More precisely, can an orientable closed compact 2-manifold embedded in $\mathbb{R}^3$ be, up to an isometry, uniquely identified by its surface area and the volume it encloses? Conversely, can a counter example be given to disproof this claim?

In the answer to an earlier question related to the isoperimetric inequality a proof for the statement that "sphere is the only closed surface in $\mathbb{R}^3$ that minimizes the surface area to volume ratio" has been outlined. That and the beginning of this post on Brunn-Minkowski inequality on Terence Tao's What's New made me curious about the existence (or lack thereof) more stringent constraints akin to the isoperimetric inequality.

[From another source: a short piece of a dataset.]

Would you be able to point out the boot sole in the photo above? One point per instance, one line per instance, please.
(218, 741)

As a first step towards constructing a counterexample, I examined the simple case of rectangular cube having the same surface area and volume as a cube. I ended up with the following equation: $$ (\underbrace{a b c}_{volume})^\frac{2}{3} = \frac{1}{6}\times\underbrace{(2ab+2bc+2ac)}_{\text{surface area}}\,, $$ where $a$, $b$, and $c$ are the dimensions of the rectangular cube. (For a cube of the sidelength $d$, $(d^3)^{2/3}=\frac{1}{6}\,6\,d^2$; hence the above equation.) I have no idea how to proceed with the search for any positive definite solutions to the above problem. I suppose it can be simplified by invoking (isotropic) scaling to set one of the dimensions of the rectangular cube to $1$ and the following equation: $$ (a b)^2 = \left(\frac{2}{6}\right)^3(ab+b+a)^3\,. $$

Answer 1

Your simple example is in a good direction but too simple. We know the cube is the most efficient parallepiped in terms of volume to surface ratio so you won't get another parallelepiped to match both. But we should be able to find two parallelepipeds, one a flat pancake and one a long needle that have the same surface and volume. Let one be $1 \times 1 \times 100$ and the other $a \times a \times b$ with $a \gt b$. Then we can write two equations and solve them(thanks Alpha) $$a^2b=100\\2a^2+4ab=402\\2a^2+\frac {400}a=402\\a=\frac 12(3\sqrt{89}-1)\approx 13.651$$

Answer 2

Here is a counterexample:

Attach 3 tetrahedrons from face to face. There is only one way of doing this and this surface has a volume $3V$ and surface area $8A$ where $V$ is the volume of a tetrahedron and $A$ is the area of one of its faces. Notice there will be a "middle" tetrahedron touching two others and 2 "lone" tetrahedrons. If you attach a 4th tetrahedron to the middle or one of the lone tetrahedrons you get volume $4V$ and area $10A$ in both cases yet the two shapes would not be isometric.